> Is it the the larger random cache writes that are causing the additional laten...

> Is it the the larger random cache writes that are causing the additional latency?

Think of the MESI model.

If Core#0 controls memory location #500 (Exclusive state), and then Core#32 wants to write to memory location #500 (also requires Exclusive state), how do you coordinate this?

The steps are as follows:

#1: Core#0 flushes the write buffer, L1 cache, and L2 cache so that the L3 cache & memory location #500 is fully updated.

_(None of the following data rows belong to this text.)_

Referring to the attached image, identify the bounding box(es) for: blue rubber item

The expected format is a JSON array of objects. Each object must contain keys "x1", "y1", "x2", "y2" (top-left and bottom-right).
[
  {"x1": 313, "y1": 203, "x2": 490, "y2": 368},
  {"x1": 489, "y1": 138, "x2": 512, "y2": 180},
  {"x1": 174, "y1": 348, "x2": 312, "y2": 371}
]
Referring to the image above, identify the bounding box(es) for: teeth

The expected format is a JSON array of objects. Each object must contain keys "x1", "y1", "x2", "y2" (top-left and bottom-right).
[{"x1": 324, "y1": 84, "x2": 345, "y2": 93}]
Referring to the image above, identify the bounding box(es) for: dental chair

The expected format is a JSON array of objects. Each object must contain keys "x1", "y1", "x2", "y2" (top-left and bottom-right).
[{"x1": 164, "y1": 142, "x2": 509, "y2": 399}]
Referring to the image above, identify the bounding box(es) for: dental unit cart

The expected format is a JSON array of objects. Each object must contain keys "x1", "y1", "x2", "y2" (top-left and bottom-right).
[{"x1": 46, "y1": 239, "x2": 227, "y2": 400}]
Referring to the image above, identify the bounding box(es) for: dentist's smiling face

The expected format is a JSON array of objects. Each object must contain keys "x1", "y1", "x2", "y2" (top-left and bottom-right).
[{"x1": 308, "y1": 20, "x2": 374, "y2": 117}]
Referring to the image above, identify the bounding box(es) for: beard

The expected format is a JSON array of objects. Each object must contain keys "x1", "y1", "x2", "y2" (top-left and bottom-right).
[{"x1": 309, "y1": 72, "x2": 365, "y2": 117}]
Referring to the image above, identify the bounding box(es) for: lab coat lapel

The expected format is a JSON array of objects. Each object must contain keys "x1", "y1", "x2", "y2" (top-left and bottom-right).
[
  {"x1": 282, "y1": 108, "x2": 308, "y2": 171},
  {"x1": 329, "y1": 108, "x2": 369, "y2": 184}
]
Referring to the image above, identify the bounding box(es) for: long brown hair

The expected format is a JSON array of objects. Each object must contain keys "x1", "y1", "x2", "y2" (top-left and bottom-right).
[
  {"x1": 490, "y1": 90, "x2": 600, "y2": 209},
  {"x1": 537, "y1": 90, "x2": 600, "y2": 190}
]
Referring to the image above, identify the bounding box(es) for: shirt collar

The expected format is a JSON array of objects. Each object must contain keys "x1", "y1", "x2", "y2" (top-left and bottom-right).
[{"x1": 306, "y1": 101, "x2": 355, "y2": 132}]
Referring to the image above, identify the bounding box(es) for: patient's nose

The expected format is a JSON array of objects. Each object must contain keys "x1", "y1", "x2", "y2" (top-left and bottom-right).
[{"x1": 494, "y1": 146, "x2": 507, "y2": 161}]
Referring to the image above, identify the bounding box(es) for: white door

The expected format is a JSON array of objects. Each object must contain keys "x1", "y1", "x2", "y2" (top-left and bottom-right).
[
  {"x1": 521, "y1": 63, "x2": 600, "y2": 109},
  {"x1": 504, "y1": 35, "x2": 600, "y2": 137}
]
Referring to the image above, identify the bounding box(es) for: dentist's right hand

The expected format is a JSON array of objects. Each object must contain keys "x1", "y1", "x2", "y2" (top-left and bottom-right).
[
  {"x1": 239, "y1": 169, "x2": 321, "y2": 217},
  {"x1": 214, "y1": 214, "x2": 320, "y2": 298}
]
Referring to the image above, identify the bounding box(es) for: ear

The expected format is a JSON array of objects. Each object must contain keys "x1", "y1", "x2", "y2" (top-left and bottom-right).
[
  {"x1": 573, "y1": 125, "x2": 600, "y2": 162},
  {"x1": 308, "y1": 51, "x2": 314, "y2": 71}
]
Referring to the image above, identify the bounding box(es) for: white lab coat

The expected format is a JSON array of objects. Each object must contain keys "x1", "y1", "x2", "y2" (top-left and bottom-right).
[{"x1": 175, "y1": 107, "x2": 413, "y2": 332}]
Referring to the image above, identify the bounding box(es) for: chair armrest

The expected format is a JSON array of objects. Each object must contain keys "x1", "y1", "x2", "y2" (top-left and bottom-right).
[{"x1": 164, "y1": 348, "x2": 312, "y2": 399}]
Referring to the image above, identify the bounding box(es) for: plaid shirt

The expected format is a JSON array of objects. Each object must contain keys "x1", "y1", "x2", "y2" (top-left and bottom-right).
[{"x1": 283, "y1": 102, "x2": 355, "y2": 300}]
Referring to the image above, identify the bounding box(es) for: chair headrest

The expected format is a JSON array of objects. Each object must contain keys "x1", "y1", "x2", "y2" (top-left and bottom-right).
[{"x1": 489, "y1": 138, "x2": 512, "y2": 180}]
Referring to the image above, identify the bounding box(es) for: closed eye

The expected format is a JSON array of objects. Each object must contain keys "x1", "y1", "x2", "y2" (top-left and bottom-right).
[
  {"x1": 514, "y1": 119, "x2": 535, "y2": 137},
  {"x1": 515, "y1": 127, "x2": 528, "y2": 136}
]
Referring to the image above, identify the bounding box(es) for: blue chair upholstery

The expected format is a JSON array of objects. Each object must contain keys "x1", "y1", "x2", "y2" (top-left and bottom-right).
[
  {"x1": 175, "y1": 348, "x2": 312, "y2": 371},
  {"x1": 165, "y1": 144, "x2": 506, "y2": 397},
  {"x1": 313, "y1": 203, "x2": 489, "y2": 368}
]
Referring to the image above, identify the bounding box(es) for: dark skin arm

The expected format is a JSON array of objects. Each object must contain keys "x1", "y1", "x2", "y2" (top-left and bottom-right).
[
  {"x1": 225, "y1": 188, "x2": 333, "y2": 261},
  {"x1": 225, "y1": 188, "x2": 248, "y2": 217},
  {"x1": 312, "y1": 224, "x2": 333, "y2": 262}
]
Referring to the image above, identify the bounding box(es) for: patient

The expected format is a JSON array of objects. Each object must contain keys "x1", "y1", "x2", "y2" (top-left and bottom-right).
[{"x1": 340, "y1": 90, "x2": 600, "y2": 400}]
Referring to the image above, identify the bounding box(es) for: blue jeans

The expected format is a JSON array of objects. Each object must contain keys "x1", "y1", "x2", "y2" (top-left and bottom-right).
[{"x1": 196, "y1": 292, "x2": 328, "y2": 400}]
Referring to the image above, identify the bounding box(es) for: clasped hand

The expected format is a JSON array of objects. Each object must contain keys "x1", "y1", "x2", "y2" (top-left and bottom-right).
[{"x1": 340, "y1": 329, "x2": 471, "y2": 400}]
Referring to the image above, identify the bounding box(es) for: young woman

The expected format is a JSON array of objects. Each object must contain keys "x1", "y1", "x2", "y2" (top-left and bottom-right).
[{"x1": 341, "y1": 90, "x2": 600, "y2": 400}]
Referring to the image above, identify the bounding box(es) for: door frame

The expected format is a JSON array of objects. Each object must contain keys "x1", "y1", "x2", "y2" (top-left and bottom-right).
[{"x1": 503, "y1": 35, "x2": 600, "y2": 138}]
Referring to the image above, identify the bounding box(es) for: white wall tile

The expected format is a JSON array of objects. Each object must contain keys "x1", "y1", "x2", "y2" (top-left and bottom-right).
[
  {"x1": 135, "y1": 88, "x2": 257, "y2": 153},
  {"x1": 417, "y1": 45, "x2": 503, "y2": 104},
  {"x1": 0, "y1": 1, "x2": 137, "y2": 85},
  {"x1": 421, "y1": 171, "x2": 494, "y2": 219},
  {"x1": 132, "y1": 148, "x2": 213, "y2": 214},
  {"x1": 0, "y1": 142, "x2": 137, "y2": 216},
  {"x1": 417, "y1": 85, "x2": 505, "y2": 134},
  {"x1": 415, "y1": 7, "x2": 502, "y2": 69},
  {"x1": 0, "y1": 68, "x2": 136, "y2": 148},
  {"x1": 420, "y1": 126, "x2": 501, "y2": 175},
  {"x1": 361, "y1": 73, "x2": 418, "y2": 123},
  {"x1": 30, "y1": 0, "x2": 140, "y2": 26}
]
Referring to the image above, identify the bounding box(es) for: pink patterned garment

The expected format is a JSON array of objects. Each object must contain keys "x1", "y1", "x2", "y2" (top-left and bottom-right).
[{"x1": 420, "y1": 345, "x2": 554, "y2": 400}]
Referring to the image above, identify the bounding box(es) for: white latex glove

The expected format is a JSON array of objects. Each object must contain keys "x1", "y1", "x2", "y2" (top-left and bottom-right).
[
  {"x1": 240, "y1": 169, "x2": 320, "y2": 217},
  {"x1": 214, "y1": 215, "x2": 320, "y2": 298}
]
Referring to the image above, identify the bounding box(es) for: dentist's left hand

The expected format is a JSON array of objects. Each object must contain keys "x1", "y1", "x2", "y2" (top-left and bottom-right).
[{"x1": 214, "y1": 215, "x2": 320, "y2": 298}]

#2: Memory location #500 is pushed out from Core#0 L3 cache and pushed into Core#32 L3 cache. (Core#0 sets Location#500 to "Invalid", which allows Core#32 to set Location#500 to Exclusive).

#3: Core#32 L3 cache then transfers the data to L2, L1, and finally is able to be read by core#32.

--------

EDIT: Step #1 is missing when you read from DDR4 RAM. So DDR4 RAM reads under the Zen and Zen2 architecture are faster than remote L3 reads. An interesting quirk for sure.

In practice, Zen / Zen2's quirk doesn't seem to be a big deal for a large number of workloads (especially cloud servers / VMs). Databases are the only major workload I'm aware of where this really becomes a huge issue.